The wind whipped around my face. I didn’t have any money to call a cab, so my only option was to walk. The wall was ten miles north of the hospital. The one good thing about living in a small town is knowing where everything was without even thinking about it. The flaky white wall was in an abandoned churchyard that I used to play in as a child. I remember that on every Sunday, spirits would show up for the services. I would wonder if they knew that the building only had half a roof and a missing wall. The ghost pastor didn’t seem to notice one bit.

The sun broke through the fog as I entered the overgrown churchyard. A few birds chirped from the tree just outside the gate. The wildflowers were taking over the walkway, which shimmered in the morning dew. Each barefooted step I made was carefully placed not to step on a single one. The flowers looked as though they breathed a sigh of relief as I passed them unharmed. Francis Grace stood at the doorway waiting for me. The pain on his face was no longer there.

“Thank you,” I whispered as I passed him.

The wooden pews had been beaten by years of being exposed to rain and snow.
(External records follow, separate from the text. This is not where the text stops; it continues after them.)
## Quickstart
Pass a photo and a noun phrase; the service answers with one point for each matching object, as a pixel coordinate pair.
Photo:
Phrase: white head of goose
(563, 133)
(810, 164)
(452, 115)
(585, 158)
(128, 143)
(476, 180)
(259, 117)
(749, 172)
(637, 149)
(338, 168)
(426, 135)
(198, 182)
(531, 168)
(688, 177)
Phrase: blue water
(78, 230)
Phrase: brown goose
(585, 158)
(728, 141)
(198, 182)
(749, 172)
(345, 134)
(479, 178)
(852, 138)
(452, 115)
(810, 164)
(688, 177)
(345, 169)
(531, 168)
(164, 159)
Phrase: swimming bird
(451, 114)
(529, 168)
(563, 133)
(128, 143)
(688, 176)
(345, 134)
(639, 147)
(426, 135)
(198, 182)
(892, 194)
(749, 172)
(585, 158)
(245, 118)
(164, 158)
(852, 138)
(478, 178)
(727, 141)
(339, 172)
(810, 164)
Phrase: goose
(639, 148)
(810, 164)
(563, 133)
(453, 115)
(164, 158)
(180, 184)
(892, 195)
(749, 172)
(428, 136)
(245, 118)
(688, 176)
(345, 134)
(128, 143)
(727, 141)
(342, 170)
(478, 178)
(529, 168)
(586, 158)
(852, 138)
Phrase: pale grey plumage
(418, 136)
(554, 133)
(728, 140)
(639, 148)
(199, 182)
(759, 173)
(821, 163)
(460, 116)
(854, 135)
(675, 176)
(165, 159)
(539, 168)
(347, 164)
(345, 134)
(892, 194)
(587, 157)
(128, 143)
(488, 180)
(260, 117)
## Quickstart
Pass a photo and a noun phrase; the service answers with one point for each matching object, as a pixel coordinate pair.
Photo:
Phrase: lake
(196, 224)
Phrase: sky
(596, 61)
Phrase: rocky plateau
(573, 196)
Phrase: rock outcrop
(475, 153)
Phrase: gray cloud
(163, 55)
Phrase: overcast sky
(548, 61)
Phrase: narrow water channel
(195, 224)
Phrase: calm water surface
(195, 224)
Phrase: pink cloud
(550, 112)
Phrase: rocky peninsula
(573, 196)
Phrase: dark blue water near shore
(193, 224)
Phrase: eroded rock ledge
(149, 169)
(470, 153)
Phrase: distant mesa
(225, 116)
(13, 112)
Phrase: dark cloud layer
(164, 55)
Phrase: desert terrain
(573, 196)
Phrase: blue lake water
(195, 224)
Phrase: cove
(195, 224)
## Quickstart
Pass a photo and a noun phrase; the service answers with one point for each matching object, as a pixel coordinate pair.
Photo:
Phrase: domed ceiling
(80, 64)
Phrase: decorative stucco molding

There were still bibles scattered along the floor, and above the altar was a beautiful stained glass dove. It was so peaceful to look at. The morning sun made it glow so bright that it crept into my bones, washing away the cold that gripped me so tightly.

Mr. Grace paced along the west wall. I didn’t know what I was looking for, but he let me know this was the wall. A small crack in the plaster made it easy for my fingers to grip and pull it apart. For how damaged the wall looked, prying it apart proved to be more difficult than I thought. The sun reached high noon before I pulled enough plaster away. Dust from the wall covered my body and made it hard to see. Not to mention I was on my tiptoes peering into a dark hole in the wall. A rickety chair was nearby. I grabbed it and prayed it would support me. In two unsure steps, I was up peering into the dusty space. Off to the left, I saw something and twisted my arm in, ignoring the sharp pain tearing at my wrist, and there it was—a small blue box.

“You found it.” Francis’ eyes started to water. It was strange to watch a man with such a terrifying face, one that would send most people running, breaking down, sobbing. He was just as vulnerable as me. I wanted nothing more than to hug him, but I wasn’t on his side. I couldn’t touch him.

“Where does she live?” I asked, hoping it would be close enough for me to walk to. Francis grabbed hold of my hand, and we were no longer in the church.

An unexpected serenity came over as he held onto me tightly. I always thought I would be scared of one of the ghosts that finally touched me, but nothing was scary about this. Where Francis had taken us was hot. I felt like I wanted to melt. The only protection from the intense heat was the cool draft radiating from Francis. His hand felt cold wrapped around my fingers. There was a woman in her sixties who knelt in the garden pruning roses.

“Mrs. Grace?” I inquired.

She jumped and accidentally snipped one of her fingers. “Yes?”

I held out the blue box. “Your son wanted you to have this.”

Inside the box was a pearl necklace with a small emerald hanging from it. Her hands shook as she took it from me. “How did you get this?”

I didn’t expect her to sound angry. “Francis had me bring it to you. I’m sorry for your loss.”

“Thank you.” She breathed.

Something warm trickled down my hand. I didn’t want to look because I knew it was my blood. I must have ripped out my stitches when I was digging the wall apart. I reached out for Francis as I fell to the ground, but there was no loud thud or pain as I hit the cement patio.

I stood over my body. I guess it was finally my turn to make my way over. Francis’ hand was warm when he touched mine.

“What happens now?” I asked, but I knew I wasn’t leaving the other world this time.

“It’s time you start your new life, little one.”